*
- Bienias był bardzo dobrym człowiekiem, ale też stanowczym i wymagającym szefem - opowiada dalej Stefania. - Jeżeli uważał, że jakieś rozwiązanie będzie lepsze, to nie było dyskusji, stawiał na swoim. Zawsze firmował swoje decyzje, ale jeżeli zdarzyły się jakieś nasze "niedoróbki", brał na siebie odpowiedzialność, bo uważał, że widocznie jako szef czegoś nie dopilnował lub za bardzo komuś zaufał. Potrafił każdego zrugać, czasem bardzo ostro. Miał takie powiedzonko "Mów se, ta mów, a do mózgu daleko!"- gdy widział, że jego uwagi nie bardzo trafiają do pracownika. Po "wpadce" brał delikwenta do swego pokoju i tam odbywała się poważna rozmowa i analiza, co było nie w porządku - a potem sprawa była załatwiona. Nie wracał do niej, nie wypominał. Bardzo pilnował porządku i czystości w szpitalu, dlatego często odwiedzały nas różne komisje z Wrocławia, bo wiadomo było, że można się szpitalem pochwalić. Znakomicie zarządzał personelem, dzięki temu zespół miał poczucie bezpieczeństwa. Każdego ranka, po przyjściu do szpitala, Bienias najpierw sprawdzał raporty, potem była odprawa. Każdy wiedział, co do niego należy. Gdy była potrzeba, w sprawach zawodowych można było do ordynatora zadzwonić o każdej porze. Mieszkał blisko, w ocienionej świerkami przedwojennej willi, skrytej za murowanym ogrodzeniem, przy obecnej ulicy ks. Janowskiego. Do szpitala miał kilka minut. - Ale i każdy pracownik, gdy miał jakiś problem życiowy, mógł się do niego zwrócić - mówi dalej Stefania. - Zawsze starał się pomóc, znaleźć jakieś rozwiązanie. Pamiętam, gdy moja siostra została zatrzymana w akcji z Sodalicją Mariańską, Bienias poszedł ze mną do dyrektora liceum - Mariana Bociana, porozmawiał z kimś z szefostwa Urzędu Bezpieczeństwa, potem powiedział tylko, że siostra wieczorem będzie w domu. I tak było. Kiedy była taka potrzeba, potrafił być bardzo pomocny. Szczególnie nauczyciele mieli u niego zawsze otwarte drzwi - bo jego matka była nauczycielką.

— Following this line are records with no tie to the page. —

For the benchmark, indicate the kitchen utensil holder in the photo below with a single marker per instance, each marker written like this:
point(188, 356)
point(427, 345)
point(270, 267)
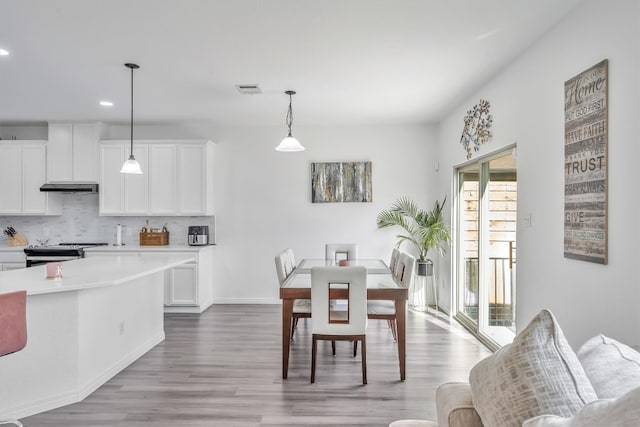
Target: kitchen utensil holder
point(17, 240)
point(154, 239)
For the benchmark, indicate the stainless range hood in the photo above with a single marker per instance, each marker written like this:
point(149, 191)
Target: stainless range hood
point(70, 187)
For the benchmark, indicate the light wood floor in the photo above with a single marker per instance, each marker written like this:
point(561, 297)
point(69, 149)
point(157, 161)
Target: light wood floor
point(223, 368)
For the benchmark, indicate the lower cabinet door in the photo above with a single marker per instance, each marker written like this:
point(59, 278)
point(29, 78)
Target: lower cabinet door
point(182, 285)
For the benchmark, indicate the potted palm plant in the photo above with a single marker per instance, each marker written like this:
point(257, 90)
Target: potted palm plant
point(425, 230)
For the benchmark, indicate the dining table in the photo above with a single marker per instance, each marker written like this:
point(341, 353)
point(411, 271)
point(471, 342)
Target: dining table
point(381, 285)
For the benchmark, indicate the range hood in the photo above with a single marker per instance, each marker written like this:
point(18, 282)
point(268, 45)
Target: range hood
point(71, 187)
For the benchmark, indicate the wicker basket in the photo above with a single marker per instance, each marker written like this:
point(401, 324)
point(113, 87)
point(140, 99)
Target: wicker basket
point(154, 239)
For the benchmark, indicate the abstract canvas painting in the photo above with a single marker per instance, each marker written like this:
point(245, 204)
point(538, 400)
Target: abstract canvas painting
point(337, 182)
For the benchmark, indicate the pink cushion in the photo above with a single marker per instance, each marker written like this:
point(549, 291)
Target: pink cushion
point(13, 322)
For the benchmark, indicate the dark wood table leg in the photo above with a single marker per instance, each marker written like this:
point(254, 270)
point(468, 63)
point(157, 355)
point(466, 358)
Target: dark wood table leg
point(287, 312)
point(401, 324)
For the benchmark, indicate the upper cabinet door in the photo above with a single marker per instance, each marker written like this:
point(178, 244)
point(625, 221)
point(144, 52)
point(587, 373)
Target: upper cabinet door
point(60, 156)
point(162, 179)
point(192, 172)
point(73, 152)
point(85, 152)
point(10, 178)
point(34, 174)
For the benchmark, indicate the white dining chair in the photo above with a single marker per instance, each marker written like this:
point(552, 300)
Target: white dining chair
point(285, 264)
point(341, 251)
point(350, 325)
point(386, 310)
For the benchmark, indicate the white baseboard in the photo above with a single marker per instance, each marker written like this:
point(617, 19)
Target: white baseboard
point(247, 301)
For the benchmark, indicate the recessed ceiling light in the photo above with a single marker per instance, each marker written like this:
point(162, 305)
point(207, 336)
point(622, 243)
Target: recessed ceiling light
point(249, 89)
point(487, 34)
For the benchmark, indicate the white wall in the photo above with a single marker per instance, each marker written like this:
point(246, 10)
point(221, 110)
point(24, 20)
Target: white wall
point(263, 197)
point(527, 103)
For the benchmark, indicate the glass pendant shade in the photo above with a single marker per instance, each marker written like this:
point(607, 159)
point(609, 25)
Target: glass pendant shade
point(131, 166)
point(290, 144)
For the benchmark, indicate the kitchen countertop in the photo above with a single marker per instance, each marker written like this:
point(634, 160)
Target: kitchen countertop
point(138, 248)
point(13, 248)
point(94, 272)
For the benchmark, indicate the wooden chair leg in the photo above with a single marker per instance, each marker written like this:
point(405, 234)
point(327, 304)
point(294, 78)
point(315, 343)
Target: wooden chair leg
point(293, 326)
point(363, 351)
point(314, 344)
point(394, 330)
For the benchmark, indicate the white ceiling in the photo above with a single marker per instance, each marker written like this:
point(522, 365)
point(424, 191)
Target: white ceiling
point(351, 61)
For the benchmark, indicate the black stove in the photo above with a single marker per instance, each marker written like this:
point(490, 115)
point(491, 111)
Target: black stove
point(37, 255)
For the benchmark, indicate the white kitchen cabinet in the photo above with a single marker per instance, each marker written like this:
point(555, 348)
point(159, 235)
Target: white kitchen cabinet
point(23, 169)
point(111, 190)
point(195, 179)
point(189, 287)
point(181, 287)
point(73, 152)
point(177, 178)
point(162, 179)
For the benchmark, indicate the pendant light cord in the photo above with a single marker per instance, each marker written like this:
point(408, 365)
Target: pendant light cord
point(131, 153)
point(290, 116)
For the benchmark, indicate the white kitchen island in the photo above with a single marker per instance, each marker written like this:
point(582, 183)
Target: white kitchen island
point(83, 329)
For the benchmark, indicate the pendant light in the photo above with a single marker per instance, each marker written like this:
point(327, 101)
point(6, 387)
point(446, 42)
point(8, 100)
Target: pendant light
point(290, 143)
point(131, 165)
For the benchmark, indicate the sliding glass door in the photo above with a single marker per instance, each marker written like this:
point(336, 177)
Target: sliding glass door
point(486, 241)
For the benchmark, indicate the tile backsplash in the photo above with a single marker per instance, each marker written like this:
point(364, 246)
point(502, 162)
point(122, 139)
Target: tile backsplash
point(80, 222)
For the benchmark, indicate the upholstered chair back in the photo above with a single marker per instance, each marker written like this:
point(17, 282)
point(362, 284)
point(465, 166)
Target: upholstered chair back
point(354, 320)
point(338, 251)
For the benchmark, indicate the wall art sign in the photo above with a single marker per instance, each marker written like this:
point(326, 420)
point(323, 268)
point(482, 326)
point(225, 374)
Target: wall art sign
point(477, 124)
point(586, 135)
point(338, 182)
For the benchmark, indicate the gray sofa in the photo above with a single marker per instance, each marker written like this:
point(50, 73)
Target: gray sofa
point(538, 381)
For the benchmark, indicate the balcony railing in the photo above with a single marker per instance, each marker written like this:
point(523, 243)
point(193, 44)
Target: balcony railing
point(501, 291)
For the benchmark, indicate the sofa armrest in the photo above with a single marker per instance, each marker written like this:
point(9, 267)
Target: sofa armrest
point(455, 407)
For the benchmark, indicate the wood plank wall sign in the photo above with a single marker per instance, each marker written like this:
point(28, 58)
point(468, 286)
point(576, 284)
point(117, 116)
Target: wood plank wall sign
point(337, 182)
point(586, 163)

We wcześniej wspomnianym materiale Wandy Wojtkiewicz-Rok znalazła się informacja, że dr Bienias i pracująca w tym czasie w szpitalu dr Maria Rybak byli jednocześnie lekarzami kontraktowymi Powiatowego Urzędu Bezpieczeństwa, mieszczącego się (przez pewien czas) w kamienicy naprzeciw szpitala. Antoni Bienias potrafił te kontakty spożytkować dla dobrych celów.
- Był czas, gdy kwestionowano jego wykształcenie, bo na polskich uczelniach nie było informacji, by studiował medycynę - wspomina Stefania. - Nie mogło być, bo kończył studia w Zagrzebiu. Wiem, że po wojnie nostryfikował dyplom. Później przygotowywał materiały do pracy doktorskiej, której temat mieścił się na styku zielarstwa i chirurgii, ale po jakimś czasie z tego zrezygnował. Nie zachowały się żadne zapiski z tego okresu, zostały zniszczone.